Via dal Brasile e ritorno in poco più di 10 anni. Il legame fra Intesa e il più grande dei Paesi sudamericani può sembrare paradossale, ma è legato a precise ragioni di business. Dopo aver investito per anni nel mercato brasiliano, la Banca italiana ha deciso di uscirne nel 2003. Oggi invece, malgrado i nuovi problemi socio-economici del Paese, punta a rientrare.  

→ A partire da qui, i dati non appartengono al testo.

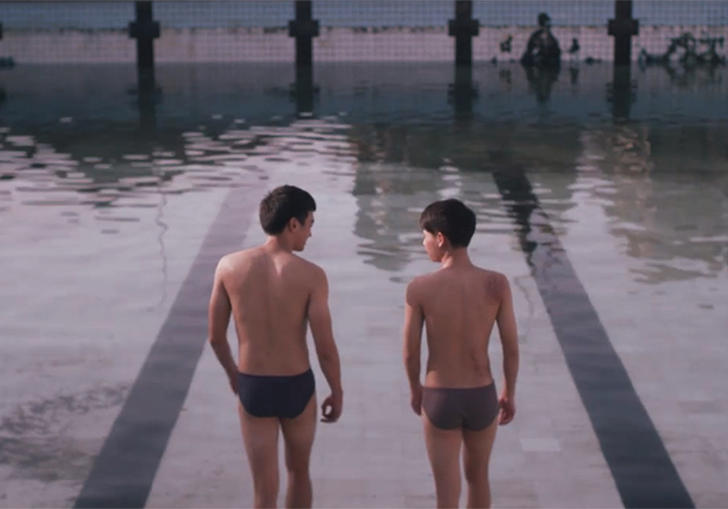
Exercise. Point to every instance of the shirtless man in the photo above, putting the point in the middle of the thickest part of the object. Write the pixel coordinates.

A fine anni Ottanta l’istituto aveva circa 200 sportelli in Brasile, mentre oggi rimane solo un ufficio di rappresentanza a San Paolo, attivo dal 1991, che svolge prevalentemente attività di consulenza. “Da un anno e mezzo abbiamo  avviato con la Banca centrale brasiliana la procedura per ottenere l’autorizzazione a riprendere l’attività operativa, che potrebbe iniziare entro la metà dell’anno prossimo – spiega Daniele Fanin, della direzione internazionale corporate Intesa Sanpaolo –. Si tratterà di una banca corporate che offrirà ai nostri clienti finanziamenti anche in valuta locale, garanzie, operazioni in cambi e derivati”.

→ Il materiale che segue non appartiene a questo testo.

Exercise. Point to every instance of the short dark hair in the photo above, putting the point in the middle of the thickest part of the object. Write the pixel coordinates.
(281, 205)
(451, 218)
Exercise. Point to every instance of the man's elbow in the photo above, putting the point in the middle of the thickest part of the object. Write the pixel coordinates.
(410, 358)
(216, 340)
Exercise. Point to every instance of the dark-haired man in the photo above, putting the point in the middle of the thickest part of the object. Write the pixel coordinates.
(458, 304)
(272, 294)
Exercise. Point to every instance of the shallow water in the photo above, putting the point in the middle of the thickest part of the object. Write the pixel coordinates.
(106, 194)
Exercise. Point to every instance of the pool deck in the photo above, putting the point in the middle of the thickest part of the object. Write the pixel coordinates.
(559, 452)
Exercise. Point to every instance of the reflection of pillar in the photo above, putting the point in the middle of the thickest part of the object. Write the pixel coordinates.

Appena tre anni fa il Prodotto interno lordo del Brasile cresceva a un tasso del 7,5% annuo. Ora invece le condizioni sono ben diverse: il Paese è percorso dalle proteste popolari più imponenti degli ultimi 20 anni e nel 2012 il Pil ha registrato un timido +0,9%, il risultato peggiore dal 2009. La domanda è scontata: perché Intesa sceglie di rientrare proprio quando la grande crescita sembra ormai finita?

Le prospettive non sono certo delle migliori in Europa, dove il gruppo è più presente, e dal punto di vista della Banca alcuni squilibri che il Brasile deve risolvere oggi, ad esempio sul fronte degli investimenti, rappresentano un’opportunità. “Il Paese ha un rating soddisfacente e anche per il sistema bancario ci sono interessanti spazi di crescita – continua Fanin -. La qualità generale del credito, inoltre, non suscita particolari allarmi, dal momento che la media delle sofferenze non supera il 3,5%”. Nel sistema bancario brasiliano, inoltre, mancano quei colossi che altrove rendono particolarmente difficoltoso l’accesso di nuovi istituti. 

Fanin sottolinea che l’obiettivo d’Intesa è collaborare con “le aziende italiane che operano in settori che vanno dalle costruzioni alle infrastrutture, all’impiantistica, ai macchinari per l’edilizia, alle attrezzature sportive e alberghiere, ai trasporti, senza tralasciare i settori energy, oil e gas”. Ma fra questi diversi settori, la maggior parte delle aspettative si concentra senz’altro sulle infrastrutture, dal momento che il piano approvato dal governo vale qualcosa come 800 miliardi di dollari entro il 2016.